I can't wait to make raw sheep milk cheeses like feta. But also ice cream, kefir, and more.
My Milk Recipes:
I am so looking forward to next spring when our three now-very-little-still ewe lambs will hopefully have their own lambs for the first time.
As this will be their first year being bred, I'm expecting singles from the ewes.
However, after their first year of lambing, I can look forward to twins every year after.
Do I have a plan for milking the sheep?
Not really. I have milked a cow once or twice as a child in Croatia but the truth is that I have no clue what I'm doing beyond the fact that I want to do it.
And that is enough for me.
Icelandic Sheep Are Prolific Breeders & Great Mothers
Icelandic sheep twin regularly and easily.
Triplets are not uncommon either.
And this is just a part of the breed standard, not some anomaly.
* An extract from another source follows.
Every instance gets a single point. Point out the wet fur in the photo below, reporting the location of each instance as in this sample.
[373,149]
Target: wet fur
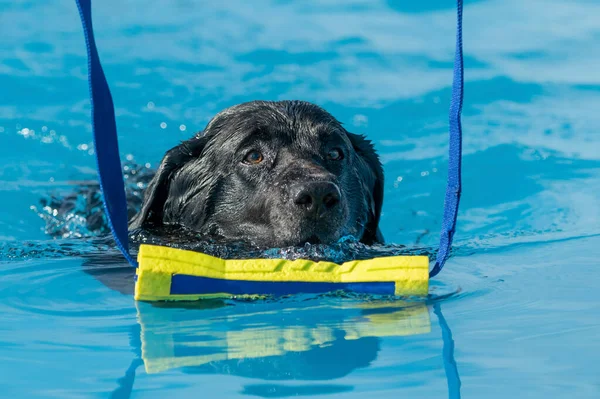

The lambs are born small at only 6-8 lbs but they quickly gain weight on mother's milk and pasture.
My beautiful ram, Lars, is a twin and so are 2 out of the 3 ewes I have.
I am nervous about going through the breeding and lambing for the first time — but they can do it as quickly and easily I did, it should all go very well!
Summer on The Homestead With New Sheep
This time last year I was very pregnant with my first child and we had no idea that our homesteading dreams would come through just a few days before our son was born.
This time last year I would sit on my condo balcony and look out at the city wondering how we would have the family we wanted in the small space we had.
Now I'm looking out at my own land. A flock of Icelandic sheep is grazing on my own lush pastures. And I'm really looking forward to what this chapter of our homestead will bring.